The Federal Constitutional Court’s ruling on the 2021 supplementary budget is a colossal setback for the traffic light government. The chairwoman of the SPD is calling for the debt brake to be suspended again – a demand that is not new from her. An economic system also expresses itself in a similar way.

After the Federal Constitutional Court’s budget ruling, SPD leader Saskia Esken is calling for the debt brake to be suspended again in order to finance necessary investments. “Since we find ourselves in a continuing crisis situation due to external influences, I continue to advocate suspending the debt brake for 2023 and 2024,” Esken told the newspapers of the Funke media group. At the same time, the challenges of climate change, digitalization and demographic change, which span financial years and levels, would make a general reform of the debt brake “inevitable”. Esken had already spoken out in favor of suspending the debt brake again before the German highest court’s ruling on the 2021 supplementary budget.

Regarding the verdict, she said that it “represents a major challenge” for the federal government, but also some federal states, especially in connection with climate change and its social and economic consequences.
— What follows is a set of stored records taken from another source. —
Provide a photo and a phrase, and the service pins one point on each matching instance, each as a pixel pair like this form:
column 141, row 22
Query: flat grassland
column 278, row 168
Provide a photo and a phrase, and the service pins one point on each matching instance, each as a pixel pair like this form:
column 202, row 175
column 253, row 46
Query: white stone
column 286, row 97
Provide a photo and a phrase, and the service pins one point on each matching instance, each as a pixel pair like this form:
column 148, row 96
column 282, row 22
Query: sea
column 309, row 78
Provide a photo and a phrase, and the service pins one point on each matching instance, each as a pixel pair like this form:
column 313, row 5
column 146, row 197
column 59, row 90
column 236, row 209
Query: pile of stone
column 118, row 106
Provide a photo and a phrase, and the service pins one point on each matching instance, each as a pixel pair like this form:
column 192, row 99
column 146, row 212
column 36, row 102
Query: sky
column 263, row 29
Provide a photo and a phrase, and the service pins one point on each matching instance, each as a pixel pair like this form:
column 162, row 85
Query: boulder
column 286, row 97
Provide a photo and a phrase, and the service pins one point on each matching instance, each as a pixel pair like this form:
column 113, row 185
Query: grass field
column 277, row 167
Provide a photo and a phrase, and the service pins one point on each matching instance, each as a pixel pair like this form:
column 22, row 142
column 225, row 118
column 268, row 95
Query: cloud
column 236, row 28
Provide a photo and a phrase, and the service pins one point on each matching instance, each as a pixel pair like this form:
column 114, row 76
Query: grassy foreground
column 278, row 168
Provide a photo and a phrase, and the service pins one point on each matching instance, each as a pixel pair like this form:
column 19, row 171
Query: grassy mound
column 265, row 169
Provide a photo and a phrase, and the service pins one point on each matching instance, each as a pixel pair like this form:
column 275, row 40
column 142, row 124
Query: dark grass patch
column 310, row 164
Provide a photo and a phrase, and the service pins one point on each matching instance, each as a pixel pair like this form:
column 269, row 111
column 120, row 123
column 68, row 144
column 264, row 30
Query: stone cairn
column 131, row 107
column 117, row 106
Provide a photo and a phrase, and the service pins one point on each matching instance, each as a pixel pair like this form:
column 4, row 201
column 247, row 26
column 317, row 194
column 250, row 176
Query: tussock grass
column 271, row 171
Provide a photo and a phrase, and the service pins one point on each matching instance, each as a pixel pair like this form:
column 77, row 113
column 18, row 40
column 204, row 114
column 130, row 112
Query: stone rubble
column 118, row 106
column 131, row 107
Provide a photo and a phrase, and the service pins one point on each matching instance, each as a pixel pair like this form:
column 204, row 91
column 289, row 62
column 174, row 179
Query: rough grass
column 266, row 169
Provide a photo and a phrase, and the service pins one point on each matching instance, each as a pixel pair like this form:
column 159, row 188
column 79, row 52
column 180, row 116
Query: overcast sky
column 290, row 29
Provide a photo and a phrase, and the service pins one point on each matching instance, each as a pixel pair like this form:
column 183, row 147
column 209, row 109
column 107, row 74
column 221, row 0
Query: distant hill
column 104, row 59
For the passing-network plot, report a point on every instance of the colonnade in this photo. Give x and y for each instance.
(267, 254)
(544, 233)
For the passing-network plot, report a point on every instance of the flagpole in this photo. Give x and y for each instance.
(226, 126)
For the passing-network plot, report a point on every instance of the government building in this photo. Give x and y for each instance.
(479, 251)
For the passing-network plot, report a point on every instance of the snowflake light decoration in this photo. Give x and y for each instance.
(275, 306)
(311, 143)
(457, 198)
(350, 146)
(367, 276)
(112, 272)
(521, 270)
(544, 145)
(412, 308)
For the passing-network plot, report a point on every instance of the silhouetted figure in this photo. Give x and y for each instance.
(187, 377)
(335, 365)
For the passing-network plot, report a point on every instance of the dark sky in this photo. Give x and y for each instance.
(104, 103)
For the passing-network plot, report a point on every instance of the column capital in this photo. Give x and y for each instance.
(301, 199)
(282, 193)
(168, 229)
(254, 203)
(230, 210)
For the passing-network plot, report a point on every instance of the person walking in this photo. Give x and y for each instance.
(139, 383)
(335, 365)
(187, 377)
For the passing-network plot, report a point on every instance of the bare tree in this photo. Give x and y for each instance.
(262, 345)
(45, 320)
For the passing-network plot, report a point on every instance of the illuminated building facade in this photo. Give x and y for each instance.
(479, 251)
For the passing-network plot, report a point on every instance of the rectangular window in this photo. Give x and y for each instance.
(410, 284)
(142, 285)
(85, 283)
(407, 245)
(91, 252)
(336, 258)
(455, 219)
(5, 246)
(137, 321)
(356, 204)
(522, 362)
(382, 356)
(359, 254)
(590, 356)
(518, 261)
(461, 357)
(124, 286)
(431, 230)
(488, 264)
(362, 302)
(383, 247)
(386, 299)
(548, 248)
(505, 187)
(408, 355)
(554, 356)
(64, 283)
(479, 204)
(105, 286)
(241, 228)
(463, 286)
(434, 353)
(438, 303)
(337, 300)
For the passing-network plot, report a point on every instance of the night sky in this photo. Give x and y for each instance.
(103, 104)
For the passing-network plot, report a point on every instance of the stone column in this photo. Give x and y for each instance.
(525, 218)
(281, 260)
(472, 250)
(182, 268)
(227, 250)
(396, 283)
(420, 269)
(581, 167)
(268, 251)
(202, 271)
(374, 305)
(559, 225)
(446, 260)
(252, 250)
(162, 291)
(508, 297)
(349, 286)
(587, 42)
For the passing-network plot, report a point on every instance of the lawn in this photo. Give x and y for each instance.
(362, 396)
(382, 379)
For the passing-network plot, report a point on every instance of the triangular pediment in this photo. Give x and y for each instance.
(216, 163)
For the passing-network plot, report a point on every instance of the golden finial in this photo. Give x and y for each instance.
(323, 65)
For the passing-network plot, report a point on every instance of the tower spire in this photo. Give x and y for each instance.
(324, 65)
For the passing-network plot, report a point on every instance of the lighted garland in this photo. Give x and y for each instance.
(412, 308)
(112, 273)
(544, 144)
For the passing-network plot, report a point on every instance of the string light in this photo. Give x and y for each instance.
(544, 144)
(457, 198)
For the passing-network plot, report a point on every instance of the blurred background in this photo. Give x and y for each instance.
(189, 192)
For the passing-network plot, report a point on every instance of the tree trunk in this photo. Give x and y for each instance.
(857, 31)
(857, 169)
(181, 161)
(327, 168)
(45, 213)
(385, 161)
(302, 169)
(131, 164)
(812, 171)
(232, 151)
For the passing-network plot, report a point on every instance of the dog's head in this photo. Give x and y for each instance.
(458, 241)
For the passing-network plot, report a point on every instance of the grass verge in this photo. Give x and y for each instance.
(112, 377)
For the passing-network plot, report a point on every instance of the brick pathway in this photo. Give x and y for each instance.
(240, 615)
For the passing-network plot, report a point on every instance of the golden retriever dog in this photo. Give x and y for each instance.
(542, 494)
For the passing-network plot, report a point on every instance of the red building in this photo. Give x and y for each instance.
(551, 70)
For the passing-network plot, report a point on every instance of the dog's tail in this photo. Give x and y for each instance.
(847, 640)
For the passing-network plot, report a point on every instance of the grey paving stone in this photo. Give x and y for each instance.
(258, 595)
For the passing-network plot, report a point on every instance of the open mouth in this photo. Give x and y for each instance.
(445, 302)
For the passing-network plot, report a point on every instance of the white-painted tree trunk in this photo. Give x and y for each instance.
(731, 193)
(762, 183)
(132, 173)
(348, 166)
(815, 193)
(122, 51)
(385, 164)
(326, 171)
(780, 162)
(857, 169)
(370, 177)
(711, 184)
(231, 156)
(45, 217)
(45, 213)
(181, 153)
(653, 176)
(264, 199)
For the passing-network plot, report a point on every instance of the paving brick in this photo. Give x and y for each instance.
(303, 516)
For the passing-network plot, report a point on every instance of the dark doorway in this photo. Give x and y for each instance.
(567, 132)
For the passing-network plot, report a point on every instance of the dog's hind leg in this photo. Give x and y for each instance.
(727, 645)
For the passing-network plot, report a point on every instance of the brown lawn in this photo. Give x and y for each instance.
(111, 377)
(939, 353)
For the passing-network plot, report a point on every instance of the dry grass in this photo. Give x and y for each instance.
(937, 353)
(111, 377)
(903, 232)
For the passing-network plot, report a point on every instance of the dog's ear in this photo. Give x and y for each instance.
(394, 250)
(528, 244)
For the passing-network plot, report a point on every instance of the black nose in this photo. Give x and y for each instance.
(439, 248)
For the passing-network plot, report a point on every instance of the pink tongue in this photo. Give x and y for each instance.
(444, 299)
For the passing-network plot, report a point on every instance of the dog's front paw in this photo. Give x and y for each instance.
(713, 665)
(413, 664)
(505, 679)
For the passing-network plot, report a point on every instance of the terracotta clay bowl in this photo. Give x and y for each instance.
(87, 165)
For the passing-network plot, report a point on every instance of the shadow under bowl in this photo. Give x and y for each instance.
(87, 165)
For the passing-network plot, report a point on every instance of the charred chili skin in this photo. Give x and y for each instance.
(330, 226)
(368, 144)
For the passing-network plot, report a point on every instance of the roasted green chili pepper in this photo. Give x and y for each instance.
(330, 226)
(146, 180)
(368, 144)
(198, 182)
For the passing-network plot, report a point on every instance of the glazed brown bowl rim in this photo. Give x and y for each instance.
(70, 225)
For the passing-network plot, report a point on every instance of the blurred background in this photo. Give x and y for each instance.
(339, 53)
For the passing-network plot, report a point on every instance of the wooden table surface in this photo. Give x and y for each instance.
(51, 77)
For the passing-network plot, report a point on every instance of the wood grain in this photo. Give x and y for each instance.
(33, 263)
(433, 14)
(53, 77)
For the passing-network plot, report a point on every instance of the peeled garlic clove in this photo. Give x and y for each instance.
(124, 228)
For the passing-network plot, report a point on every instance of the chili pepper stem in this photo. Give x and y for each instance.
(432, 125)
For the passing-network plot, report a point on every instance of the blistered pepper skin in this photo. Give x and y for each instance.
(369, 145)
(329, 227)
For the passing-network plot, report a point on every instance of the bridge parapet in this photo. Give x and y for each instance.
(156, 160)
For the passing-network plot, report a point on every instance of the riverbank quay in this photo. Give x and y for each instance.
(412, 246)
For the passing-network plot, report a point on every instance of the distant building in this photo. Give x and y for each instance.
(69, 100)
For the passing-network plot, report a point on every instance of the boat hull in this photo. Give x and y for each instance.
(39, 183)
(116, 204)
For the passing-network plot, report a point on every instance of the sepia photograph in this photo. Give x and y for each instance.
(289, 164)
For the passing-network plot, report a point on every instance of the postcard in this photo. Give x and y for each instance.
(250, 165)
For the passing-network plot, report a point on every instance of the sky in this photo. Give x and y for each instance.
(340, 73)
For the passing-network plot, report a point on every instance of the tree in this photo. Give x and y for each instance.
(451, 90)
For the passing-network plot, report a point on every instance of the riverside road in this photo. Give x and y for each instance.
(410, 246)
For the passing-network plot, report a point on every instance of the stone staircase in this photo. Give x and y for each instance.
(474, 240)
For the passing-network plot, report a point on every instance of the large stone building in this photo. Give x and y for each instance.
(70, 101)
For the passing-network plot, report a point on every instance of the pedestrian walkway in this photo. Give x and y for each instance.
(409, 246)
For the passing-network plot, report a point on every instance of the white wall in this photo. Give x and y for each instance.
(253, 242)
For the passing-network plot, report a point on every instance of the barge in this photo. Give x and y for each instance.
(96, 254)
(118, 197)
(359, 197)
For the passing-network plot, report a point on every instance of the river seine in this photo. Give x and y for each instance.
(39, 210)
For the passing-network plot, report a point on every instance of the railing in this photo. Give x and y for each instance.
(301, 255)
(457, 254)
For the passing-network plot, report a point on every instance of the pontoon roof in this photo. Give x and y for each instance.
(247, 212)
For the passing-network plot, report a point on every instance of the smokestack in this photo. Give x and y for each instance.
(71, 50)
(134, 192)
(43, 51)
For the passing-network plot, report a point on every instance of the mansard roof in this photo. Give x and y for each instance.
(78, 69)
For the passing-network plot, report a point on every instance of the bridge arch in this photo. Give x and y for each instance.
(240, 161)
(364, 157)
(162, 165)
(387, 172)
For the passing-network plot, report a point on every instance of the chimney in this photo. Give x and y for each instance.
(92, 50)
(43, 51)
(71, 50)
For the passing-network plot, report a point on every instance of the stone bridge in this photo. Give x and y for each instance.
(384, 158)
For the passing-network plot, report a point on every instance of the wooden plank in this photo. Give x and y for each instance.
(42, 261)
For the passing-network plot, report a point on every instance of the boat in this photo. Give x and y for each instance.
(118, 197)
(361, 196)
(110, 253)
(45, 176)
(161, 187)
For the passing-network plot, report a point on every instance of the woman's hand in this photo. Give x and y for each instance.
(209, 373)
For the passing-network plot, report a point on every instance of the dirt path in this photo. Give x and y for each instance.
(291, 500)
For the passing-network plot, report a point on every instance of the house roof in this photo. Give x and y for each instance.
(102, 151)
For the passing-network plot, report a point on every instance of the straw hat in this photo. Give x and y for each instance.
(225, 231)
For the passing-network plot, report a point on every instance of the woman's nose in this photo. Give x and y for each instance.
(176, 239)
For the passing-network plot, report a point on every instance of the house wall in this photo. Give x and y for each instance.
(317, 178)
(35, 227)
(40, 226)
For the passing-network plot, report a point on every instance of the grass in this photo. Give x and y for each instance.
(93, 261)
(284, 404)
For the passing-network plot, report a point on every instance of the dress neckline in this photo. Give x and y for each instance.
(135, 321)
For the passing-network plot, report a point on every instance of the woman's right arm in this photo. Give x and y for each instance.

The Constitutional Court had already made it clear in 2021 that the Basic Law also resulted in an obligation to protect against the consequences of climate change. “Accordingly, we will join forces to, on the one hand, improve the modernization of the country, our infrastructure and our education system and, on the other hand, to secure the financing of the climate and transformation fund,” explained the SPD party leader. “It is clear that we will not allow any savings in climate protection and its socially just design or in the welfare state.”

She also renewed the SPD’s demand to ensure additional income through higher taxes for top earners. “The principle remains that strong shoulders have to carry more than weak shoulders,” she said. “In order to be able to shape things, we need a state capable of acting that invests in crisis situations.” Corresponding suggestions can be found in the SPD’s key proposal for the upcoming party conference.

Economics Schnitzer also for suspension

The head of the economists, Monika Schnitzer, has also spoken out in favor of suspending the debt brake next year and in the medium term for reforming the rule in the Basic Law. “A reform of the debt brake, which would create greater scope for debt financing of net investments, could provide relief for climate projects,” Schnitzer told the “Rheinische Post”. “A debt-financed disbursement of climate money would be out of the question because it is not an investment,” she added.

“However, it seems unlikely that we will be able to agree on a reform of the debt brake in this legislative period,” explained the chairwoman of the Advisory Council for the Assessment of Overall Economic Development. “A transparent solution could be to justify a renewed exemption from the debt brake based on the effects of the energy crisis and the resulting additional expenditure required to cushion the burden and the necessary expansion of energy supply,” said Schnitzer. The latest ruling by the Federal Constitutional Court significantly limits the coalition’s financial scope for action. “It will be significantly more difficult to finance the planned investments in climate projects and, as planned, to pay out the climate money from 2025 onwards, with which the income from the CO2 tax is to be returned to the citizens,” said Schnitzer.